- Genre: Documentary
- Directed by: Joshua Rofé
- Music by: Daniel Pemberton; Adem Ilhan;
- Country of origin: United States
- Original language: English
- No. of episodes: 3

Production
- Executive producers: Joshua Rofé; Steven J. Berger; Jonah Hill; Matt Dines; Nancy Abraham; Lisa Heller; Tina Nguyen;
- Producers: M. Elizabeth Hughes; Alison Goodwin;
- Cinematography: Ronan Killeen
- Editors: Morgan Hanner; Azin Samari; Caitlyn Hynes;
- Running time: 54-59 minutes
- Production companies: HBO Documentary Films; Number 19; Strong Baby;

Original release
- Network: HBO
- Release: June 1 – June 15, 2025

= The Mortician (TV series) =

2025 American TV documentary series

The Mortician is a 2025 documentary series directed and produced by Joshua Rofé. It follows a family run funeral home, with cremation services led by son David Sconce, as they betray public trust exploiting families and deceased to maximize profits.

It premiered on June 1, 2025, on HBO.

==Premise==

The documentary series explores the Lamb Funeral Home, which betrayed public trust by exploiting families and the deceased in order to maximize profits. Sconce was convicted and sentenced to five years for mutilating corpses, holding mass cremations and hiring hitmen for rival morticians. The series features interviews with Sconce, journalists Ashley Dunn and David Geary; and Lamb Funeral Home victims, among others.

==Episodes==

| No. | Title | Directed by | Original release date | U.S. viewers (millions) |
|---|---|---|---|---|
| 1 | "Episode One" | Joshua Rofé | June 1, 2025 | 0.166 |
| 2 | "Episode Two" | Joshua Rofé | June 8, 2025 | 0.185 |
| 3 | "Episode Three" | Joshua Rofé | June 15, 2025 | 0.186 |

==Production==
Jonah Hill serves as an executive producer under his Strong Baby banner.

==Reception==
===Critical reception===
On the review aggregator website Rotten Tomatoes, The Mortician has an approval rating of 86% based on 7 critics' reviews. Metacritic, which uses a weighted average, gave a score of 68 out of 100 based on 4 critics, indicating "generally favorable" reviews.
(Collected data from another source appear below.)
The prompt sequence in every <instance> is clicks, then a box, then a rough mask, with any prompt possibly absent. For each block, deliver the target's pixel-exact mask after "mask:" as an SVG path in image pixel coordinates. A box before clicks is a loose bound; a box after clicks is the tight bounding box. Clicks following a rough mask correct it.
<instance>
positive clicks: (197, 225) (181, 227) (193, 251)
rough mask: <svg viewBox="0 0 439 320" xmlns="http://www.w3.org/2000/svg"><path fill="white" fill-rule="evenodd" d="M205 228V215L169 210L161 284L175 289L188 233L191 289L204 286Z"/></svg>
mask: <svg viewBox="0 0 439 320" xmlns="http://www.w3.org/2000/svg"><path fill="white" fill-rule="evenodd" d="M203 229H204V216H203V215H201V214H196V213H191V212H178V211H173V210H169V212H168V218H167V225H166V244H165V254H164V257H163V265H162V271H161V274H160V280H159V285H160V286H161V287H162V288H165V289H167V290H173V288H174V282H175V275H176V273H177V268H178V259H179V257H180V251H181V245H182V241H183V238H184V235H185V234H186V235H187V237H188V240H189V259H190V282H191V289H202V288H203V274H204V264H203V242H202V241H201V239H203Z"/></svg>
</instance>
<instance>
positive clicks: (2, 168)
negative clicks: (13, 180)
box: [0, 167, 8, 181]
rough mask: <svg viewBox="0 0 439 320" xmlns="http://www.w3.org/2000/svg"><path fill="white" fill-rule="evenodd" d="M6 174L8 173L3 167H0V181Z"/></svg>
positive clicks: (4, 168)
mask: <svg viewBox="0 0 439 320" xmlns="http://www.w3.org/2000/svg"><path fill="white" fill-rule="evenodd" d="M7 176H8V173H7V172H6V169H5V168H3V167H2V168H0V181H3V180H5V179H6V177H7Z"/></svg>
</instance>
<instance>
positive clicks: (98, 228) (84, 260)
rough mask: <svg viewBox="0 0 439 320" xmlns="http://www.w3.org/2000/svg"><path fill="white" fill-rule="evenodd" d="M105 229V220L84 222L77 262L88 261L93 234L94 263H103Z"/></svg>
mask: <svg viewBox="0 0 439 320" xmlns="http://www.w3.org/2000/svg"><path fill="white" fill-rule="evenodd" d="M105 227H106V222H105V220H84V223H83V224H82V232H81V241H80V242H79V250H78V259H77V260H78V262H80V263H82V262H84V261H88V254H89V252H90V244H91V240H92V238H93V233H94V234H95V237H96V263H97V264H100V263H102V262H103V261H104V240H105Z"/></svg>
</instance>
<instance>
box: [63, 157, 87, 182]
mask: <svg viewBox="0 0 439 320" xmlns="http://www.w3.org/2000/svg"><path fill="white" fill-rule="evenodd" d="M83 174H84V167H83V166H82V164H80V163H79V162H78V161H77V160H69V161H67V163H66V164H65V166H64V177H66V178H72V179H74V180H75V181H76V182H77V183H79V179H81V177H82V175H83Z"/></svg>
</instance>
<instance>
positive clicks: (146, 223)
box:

Joel Keller of Decider suggests viewing the series, writing: "The Mortician effectively shows just how ghoulish the things David Sconce did to people’s loved ones really was, and does so mostly through Sconce’s own words." Peter Martin of ScreenAnarchy wrote: "No matter your personal feelings and beliefs about what happens after we die, The Mortician will touch you and provoke a visceral reaction. Because death awaits us all."

===Viewership===
The series became HBO's most-watched documentary series in over five years, surpassing Chimp Crazy, Pee-wee as Himself and Love Has Won: The Cult of Mother God.